Typha

Linnaeus

Sp. Pl. 2: 971. 1753; Gen. Pl. ed. 5; 418, 1754.

Common names: Cat-tail cat-o'-nine-tails cat-tail flag bulrush reed-mace quenouille massette canne tule queue de rat
Etymology: Greek, perhaps from typhein, to smoke or to emit smoke, in allusion either to the use of the spikes for maintaining smoky fires or to the smoky brown color of the fruiting spikes.
Treatment appears in FNA Volume 22. Treatment on page 279.
 TaxonIllustrator 
FNA22 P54 Typha pg 283.jpegTypha latifolia
Typha angustifolia
Typha domingensis
Typha ×glauca
John Myers
John Myers
John Myers

Plants of fresh to slightly brackish wetlands, often emergent.

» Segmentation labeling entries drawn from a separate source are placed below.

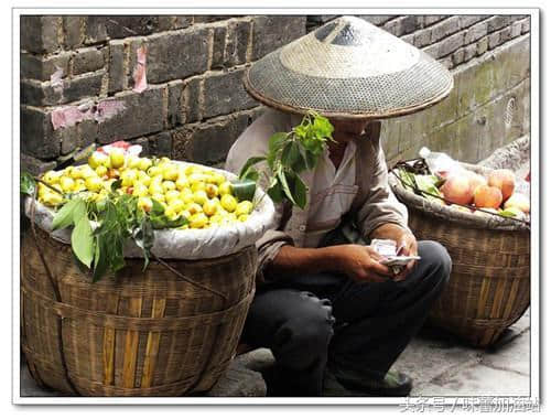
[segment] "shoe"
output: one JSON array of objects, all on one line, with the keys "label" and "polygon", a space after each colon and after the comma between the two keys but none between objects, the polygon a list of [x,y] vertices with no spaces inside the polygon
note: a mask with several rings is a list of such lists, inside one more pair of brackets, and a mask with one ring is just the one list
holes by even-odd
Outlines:
[{"label": "shoe", "polygon": [[369,378],[361,383],[346,382],[328,370],[324,377],[324,396],[327,397],[406,397],[412,388],[413,380],[399,372],[388,372],[381,382]]}]

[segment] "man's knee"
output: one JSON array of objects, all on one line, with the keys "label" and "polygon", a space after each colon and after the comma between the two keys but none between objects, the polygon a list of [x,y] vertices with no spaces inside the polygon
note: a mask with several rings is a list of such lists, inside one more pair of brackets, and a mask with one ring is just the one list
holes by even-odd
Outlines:
[{"label": "man's knee", "polygon": [[[290,296],[291,297],[291,296]],[[274,352],[290,367],[305,367],[323,356],[331,337],[333,324],[331,303],[302,291],[291,297],[296,312],[278,330]],[[278,357],[278,354],[274,354]]]},{"label": "man's knee", "polygon": [[452,258],[446,248],[437,241],[419,241],[419,256],[435,281],[446,282],[452,271]]}]

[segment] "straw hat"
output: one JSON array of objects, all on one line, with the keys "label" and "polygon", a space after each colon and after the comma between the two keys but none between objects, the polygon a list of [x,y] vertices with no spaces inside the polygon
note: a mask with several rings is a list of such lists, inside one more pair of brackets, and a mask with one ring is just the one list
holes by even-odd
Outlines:
[{"label": "straw hat", "polygon": [[389,118],[436,104],[451,73],[424,52],[354,17],[342,17],[253,63],[245,87],[284,111]]}]

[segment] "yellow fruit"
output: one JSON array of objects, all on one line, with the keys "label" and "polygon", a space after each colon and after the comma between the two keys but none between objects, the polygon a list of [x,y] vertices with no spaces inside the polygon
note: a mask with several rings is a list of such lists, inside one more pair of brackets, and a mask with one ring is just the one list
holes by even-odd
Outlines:
[{"label": "yellow fruit", "polygon": [[190,203],[190,202],[193,202],[193,192],[192,190],[190,189],[184,189],[182,192],[180,192],[180,198],[184,202],[184,203]]},{"label": "yellow fruit", "polygon": [[73,187],[75,187],[75,181],[72,178],[62,176],[60,186],[62,186],[63,192],[72,192]]},{"label": "yellow fruit", "polygon": [[197,191],[205,191],[206,184],[205,182],[195,182],[192,183],[192,191],[197,192]]},{"label": "yellow fruit", "polygon": [[161,204],[164,203],[164,194],[163,193],[153,193],[153,194],[151,194],[151,198],[159,201]]},{"label": "yellow fruit", "polygon": [[176,191],[176,190],[172,190],[172,191],[166,191],[164,193],[164,200],[170,204],[172,201],[174,200],[180,200],[180,192]]},{"label": "yellow fruit", "polygon": [[164,198],[163,186],[161,186],[159,183],[151,182],[151,184],[149,185],[149,193],[150,195],[163,195]]},{"label": "yellow fruit", "polygon": [[120,180],[122,181],[122,186],[132,186],[138,180],[138,172],[134,169],[125,170],[120,174]]},{"label": "yellow fruit", "polygon": [[148,186],[142,183],[134,183],[134,187],[132,191],[133,196],[144,197],[145,195],[148,195]]},{"label": "yellow fruit", "polygon": [[252,211],[252,202],[250,201],[241,201],[237,204],[236,215],[239,217],[240,215],[248,215]]},{"label": "yellow fruit", "polygon": [[226,194],[222,196],[220,205],[227,212],[233,213],[234,211],[236,211],[237,200],[234,196]]},{"label": "yellow fruit", "polygon": [[119,169],[125,165],[125,152],[120,149],[114,149],[109,153],[109,162],[111,168]]},{"label": "yellow fruit", "polygon": [[195,202],[193,202],[191,204],[187,204],[187,206],[185,207],[185,210],[187,210],[187,212],[191,215],[194,215],[194,214],[203,212],[203,207],[199,204],[195,203]]},{"label": "yellow fruit", "polygon": [[140,181],[145,186],[149,186],[151,184],[151,178],[148,175],[148,173],[142,171],[138,172],[138,181]]},{"label": "yellow fruit", "polygon": [[174,191],[176,189],[176,184],[172,181],[164,181],[162,183],[163,191],[166,193],[168,191]]},{"label": "yellow fruit", "polygon": [[203,204],[203,212],[208,216],[216,214],[216,203],[212,201],[207,201]]},{"label": "yellow fruit", "polygon": [[184,174],[184,175],[180,175],[176,180],[176,187],[182,191],[184,187],[187,187],[190,186],[190,182],[187,181],[187,176]]},{"label": "yellow fruit", "polygon": [[231,194],[231,183],[223,182],[218,187],[218,193],[222,195],[230,195]]},{"label": "yellow fruit", "polygon": [[55,184],[55,183],[60,182],[61,178],[62,178],[62,174],[60,172],[55,172],[53,170],[50,170],[46,173],[44,173],[44,175],[42,176],[42,180],[46,183]]},{"label": "yellow fruit", "polygon": [[151,178],[154,178],[158,174],[162,174],[161,168],[159,168],[158,165],[152,165],[151,168],[148,169],[148,174]]},{"label": "yellow fruit", "polygon": [[213,183],[207,183],[205,186],[205,192],[207,193],[208,197],[215,197],[216,195],[218,195],[218,186]]},{"label": "yellow fruit", "polygon": [[139,168],[140,170],[145,171],[145,170],[148,170],[149,168],[151,168],[151,164],[153,164],[153,163],[151,162],[151,159],[148,159],[148,158],[141,158],[141,159],[140,159],[140,162],[139,162],[139,164],[138,164],[138,168]]},{"label": "yellow fruit", "polygon": [[166,181],[175,181],[177,179],[179,172],[175,164],[168,164],[163,170],[163,178]]},{"label": "yellow fruit", "polygon": [[190,217],[190,227],[192,228],[203,228],[207,225],[208,218],[203,213],[194,214]]},{"label": "yellow fruit", "polygon": [[[91,170],[91,169],[90,169]],[[104,187],[104,182],[97,175],[86,179],[86,189],[90,192],[99,192]]]},{"label": "yellow fruit", "polygon": [[88,158],[88,164],[91,169],[97,169],[100,165],[105,166],[108,161],[109,158],[99,151],[94,151],[94,153]]},{"label": "yellow fruit", "polygon": [[96,168],[96,174],[99,176],[99,178],[104,178],[106,174],[107,174],[107,168],[105,165],[98,165]]},{"label": "yellow fruit", "polygon": [[138,155],[129,155],[127,158],[127,168],[139,169],[139,166],[140,166],[140,158]]},{"label": "yellow fruit", "polygon": [[208,196],[205,191],[195,191],[193,193],[193,201],[199,205],[203,205],[205,202],[207,202],[207,200]]},{"label": "yellow fruit", "polygon": [[153,207],[153,201],[147,196],[141,196],[138,200],[138,208],[149,213],[151,208]]},{"label": "yellow fruit", "polygon": [[170,205],[166,210],[164,210],[164,215],[166,215],[169,219],[176,219],[180,216],[180,214]]}]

Rhizomes at base of erect shoots, mostly horizontal, unbranched, to 70 cm × 5–40 mm, starchy, firm, scaly. Erect shoots vegetative or flowering, single at rhizome apices or arising from shoot bases, thus clustered, unbranched, to 4 m, elliptic in cross-section; stems often somewhat compressed distally, aerenchyma absent. Foliage leaves persistent, intergrading proximally with scale-leaves, to 15 on each flowering shoot; blade twisted into loose helix, mostly slightly oblanceolate, thickly concave-convex or planoconvex proximally to thinly plane distally (abaxially keeled in the Old World Typha. eleiphantina Roxburgh); mucilage-secreting glands numerous in adaxial surface of sheath and sometimes proximally on blade, colorless to brown, roughly rectangular. Inflorescences: staminate scales shorter than or exceeding flowers; pistillate spikes usually persisting into winter, when dry fruiting flowers often falling in masses; pistillate bracteoles absent or numerous, colorless except for brown apical blade at spike surface, filiform, blade club-shaped to lanceoloid. Staminate flowers: anthers dehiscing longitudinally, 4-sporangiate. Pistillate flowers: pistil-hairs colorless and wholly filiform, or apically enlarged and brown, exceeded by stigmas; carpodia obovoid, spongy, bearing rudimentary styles. x = 15.

Discussion

The extensive literature on Typha has been reviewed (C. M. Finlayson et al. 1983; J. B. Grace and J. S. Harrison 1986; J. W. Thieret and J. O. Luken 1996). A modern taxonomic revision is much needed, especially for eastern Asia, adjacent islands, and South America (S. G. Smith 1987); the latest worldwide monograph is that by E. M. Kronfeld (1889). The center of diversity (ca. 6 species) is central Eurasia.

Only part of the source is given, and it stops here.